Give the office culture a boost
Stickiness rating: 4/5
Announcing new policies or staff benefits can have a big impact, says Narelle Morrison, COO and co-founder of Babel PR. “Finishing early on Fridays, reduced working hours over the summer period and regular daily screen breaks all help to improve employees’ wellbeing in the office,” she says.
Online marketplace Paperclip, meanwhile, attributes its high staff retention to the introduction of an unlimited holiday policy, which allows staff to take as many days off as they like, as long as the work gets done.
In the longer term, consider running charitable initiatives. Your Legal Friend has run events involving dragon boat racing, climbing Snowdon and bake-off competitions. “Our focus is on those that encourage team work and develop a comradery between staff in different teams and departments,” says Jo Mercer, HR manager.
Listen to employees
Stickiness rating: 4/5
Holding regular meetings between employees and senior management can help to make staff feel valued, says Emoke Starr, global head of HR for Prezi. “Putting some dedicated time in the diary for the whole team can be an effective way of making sure everyone who wants to can provide input,” she says.
Sandy Middleton, senior HR manager at Racepoint Global, advocates introducing ‘skip-level meetings,’ where employees can meet their manager’s manager to talk about their career goals. “Make use of that to develop individual plans that retain your high potential staff, and make them feel listened to and valued,” she says.
Stickiness rating: 5/5
Creating a talent development scheme can show employees that they can develop their career without having to move jobs, says Maureen Sandbach, people director at BaxterStorey. It runs its own academy where chefs undertake a 12- to 15-month development programme. “Retention currently sits at 72% for those who have attended the academy in the past five years,” she says.
Stickiness rating: 2/5
January is the perfect time to launch a wellness campaign, says Debra Corey, group reward director at Reward Gateway. “Combine this with discounts with wellbeing providers, and your employees are well on their way to achieving their wellbeing goals, whether physical, financial or mental,” she says.

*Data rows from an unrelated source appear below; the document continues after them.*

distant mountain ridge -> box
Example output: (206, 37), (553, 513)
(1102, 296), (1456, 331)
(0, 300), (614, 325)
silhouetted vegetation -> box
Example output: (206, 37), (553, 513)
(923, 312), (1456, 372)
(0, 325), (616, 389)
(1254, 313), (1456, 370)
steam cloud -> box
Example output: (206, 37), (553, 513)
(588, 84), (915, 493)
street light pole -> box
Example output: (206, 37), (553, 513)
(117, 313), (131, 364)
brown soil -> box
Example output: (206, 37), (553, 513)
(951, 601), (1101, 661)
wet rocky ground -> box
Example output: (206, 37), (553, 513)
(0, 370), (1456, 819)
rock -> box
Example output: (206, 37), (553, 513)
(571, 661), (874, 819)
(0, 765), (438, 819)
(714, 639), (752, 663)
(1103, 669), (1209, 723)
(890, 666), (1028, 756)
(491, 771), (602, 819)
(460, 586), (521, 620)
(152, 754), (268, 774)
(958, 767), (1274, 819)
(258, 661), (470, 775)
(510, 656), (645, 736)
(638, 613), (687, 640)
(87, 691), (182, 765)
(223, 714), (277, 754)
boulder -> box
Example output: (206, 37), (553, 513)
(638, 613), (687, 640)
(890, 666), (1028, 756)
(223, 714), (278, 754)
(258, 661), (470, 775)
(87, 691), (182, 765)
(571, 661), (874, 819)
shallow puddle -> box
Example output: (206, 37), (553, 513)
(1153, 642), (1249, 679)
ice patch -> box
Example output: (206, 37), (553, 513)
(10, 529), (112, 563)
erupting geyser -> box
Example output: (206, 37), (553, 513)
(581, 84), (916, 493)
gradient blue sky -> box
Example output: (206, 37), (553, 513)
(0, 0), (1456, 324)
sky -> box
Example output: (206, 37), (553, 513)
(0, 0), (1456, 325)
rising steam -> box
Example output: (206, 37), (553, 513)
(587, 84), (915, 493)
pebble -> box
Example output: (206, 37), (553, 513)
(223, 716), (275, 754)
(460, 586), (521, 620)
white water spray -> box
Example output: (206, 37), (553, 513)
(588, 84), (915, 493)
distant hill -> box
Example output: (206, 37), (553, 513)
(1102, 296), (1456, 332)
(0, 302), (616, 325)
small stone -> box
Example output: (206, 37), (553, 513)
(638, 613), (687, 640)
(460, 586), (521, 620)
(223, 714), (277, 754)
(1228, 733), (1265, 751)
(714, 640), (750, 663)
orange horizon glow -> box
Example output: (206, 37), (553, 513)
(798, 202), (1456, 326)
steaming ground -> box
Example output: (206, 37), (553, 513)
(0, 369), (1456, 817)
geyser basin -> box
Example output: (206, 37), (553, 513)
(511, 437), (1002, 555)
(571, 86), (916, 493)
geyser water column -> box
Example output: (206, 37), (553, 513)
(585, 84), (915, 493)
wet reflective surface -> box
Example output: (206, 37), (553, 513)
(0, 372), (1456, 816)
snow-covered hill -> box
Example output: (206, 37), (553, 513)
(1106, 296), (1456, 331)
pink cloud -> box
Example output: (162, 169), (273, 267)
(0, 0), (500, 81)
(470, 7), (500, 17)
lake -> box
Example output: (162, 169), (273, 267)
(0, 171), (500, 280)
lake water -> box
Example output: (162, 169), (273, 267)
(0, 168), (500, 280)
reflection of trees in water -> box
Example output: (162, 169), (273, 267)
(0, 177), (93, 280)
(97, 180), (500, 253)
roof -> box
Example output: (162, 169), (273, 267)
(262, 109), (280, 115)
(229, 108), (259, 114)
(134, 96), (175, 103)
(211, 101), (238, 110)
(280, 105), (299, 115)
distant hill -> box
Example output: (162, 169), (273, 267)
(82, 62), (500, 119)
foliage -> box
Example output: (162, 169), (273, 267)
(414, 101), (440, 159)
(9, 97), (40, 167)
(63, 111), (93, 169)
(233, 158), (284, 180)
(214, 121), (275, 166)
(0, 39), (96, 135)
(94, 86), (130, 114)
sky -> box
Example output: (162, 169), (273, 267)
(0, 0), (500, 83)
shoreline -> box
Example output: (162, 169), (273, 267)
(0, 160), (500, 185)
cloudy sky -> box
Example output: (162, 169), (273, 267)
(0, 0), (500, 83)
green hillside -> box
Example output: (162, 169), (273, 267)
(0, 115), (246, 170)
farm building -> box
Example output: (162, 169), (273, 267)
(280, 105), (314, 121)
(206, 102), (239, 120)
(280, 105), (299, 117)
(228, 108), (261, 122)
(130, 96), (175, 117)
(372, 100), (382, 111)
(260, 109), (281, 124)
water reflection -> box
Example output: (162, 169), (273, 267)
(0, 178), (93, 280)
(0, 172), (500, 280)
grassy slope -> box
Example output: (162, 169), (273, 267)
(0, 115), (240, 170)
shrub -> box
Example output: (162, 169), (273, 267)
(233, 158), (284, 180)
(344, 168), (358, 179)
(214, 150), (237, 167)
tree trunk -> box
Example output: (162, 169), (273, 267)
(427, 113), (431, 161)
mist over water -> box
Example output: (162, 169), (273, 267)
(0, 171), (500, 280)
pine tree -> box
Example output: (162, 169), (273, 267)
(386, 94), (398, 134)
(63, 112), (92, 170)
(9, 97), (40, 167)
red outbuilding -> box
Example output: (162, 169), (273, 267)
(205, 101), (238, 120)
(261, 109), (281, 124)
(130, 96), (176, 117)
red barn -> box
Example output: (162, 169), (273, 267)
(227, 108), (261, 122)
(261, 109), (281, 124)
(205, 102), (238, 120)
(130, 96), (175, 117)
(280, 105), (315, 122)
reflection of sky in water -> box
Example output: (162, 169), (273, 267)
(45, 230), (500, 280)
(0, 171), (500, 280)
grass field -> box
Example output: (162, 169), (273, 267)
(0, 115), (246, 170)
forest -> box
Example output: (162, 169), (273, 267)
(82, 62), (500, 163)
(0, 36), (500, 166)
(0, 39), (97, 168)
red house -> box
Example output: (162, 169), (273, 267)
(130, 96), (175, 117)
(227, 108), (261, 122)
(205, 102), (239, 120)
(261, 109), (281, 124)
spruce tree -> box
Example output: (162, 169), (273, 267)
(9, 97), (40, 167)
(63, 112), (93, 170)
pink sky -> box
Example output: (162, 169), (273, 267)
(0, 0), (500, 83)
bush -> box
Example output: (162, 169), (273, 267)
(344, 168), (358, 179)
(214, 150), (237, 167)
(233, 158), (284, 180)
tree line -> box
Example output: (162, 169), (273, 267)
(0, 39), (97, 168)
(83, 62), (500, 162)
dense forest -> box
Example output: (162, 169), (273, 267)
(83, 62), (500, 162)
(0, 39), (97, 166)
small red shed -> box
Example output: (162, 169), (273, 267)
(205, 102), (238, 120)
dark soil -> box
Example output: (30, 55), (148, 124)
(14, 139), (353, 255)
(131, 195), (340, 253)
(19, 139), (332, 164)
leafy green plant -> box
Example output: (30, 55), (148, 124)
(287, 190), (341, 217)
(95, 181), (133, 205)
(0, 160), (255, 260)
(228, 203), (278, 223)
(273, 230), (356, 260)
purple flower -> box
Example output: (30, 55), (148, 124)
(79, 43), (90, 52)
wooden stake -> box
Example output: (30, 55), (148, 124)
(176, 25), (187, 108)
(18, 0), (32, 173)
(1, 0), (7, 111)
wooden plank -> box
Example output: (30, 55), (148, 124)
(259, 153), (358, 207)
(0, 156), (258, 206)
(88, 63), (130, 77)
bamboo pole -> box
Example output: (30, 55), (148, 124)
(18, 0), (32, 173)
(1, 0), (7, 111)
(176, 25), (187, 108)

She also suggests running a cooking challenge with a healthy eating theme, and allowing employees to judge each other’s efforts. “If you don’t have cooking facilities or time, you can make it a simple one-day event where teams bring in food,” she adds.
Beat the blues
Stickiness rating: 2/5
Doing something different to help improve people’s mood could also prevent staff from firing off their CVs in the first week back. Judith Schmuck, head of employee engagement at GVC Holdings, suggests holding a ‘Welcome back to real life day’ to help people through the first day back, with humorous and motivational posters. “Rent a barista to come to your office to make top-notch coffee,” she suggests.
Karen Bates, HR director at Opus Energy, suggests giving staff something to look forward to. “Morale is low in January, so why not have the Christmas party then?” she says.
Finally, take action to resolve the annoying little things that can cause disproportionate workplace angst, such as replacing a dodgy computer screen or a noisy kettle, says Louise Bennison, culture exec at bingo site tombola. “All these things contribute to a happier workforce,” she says.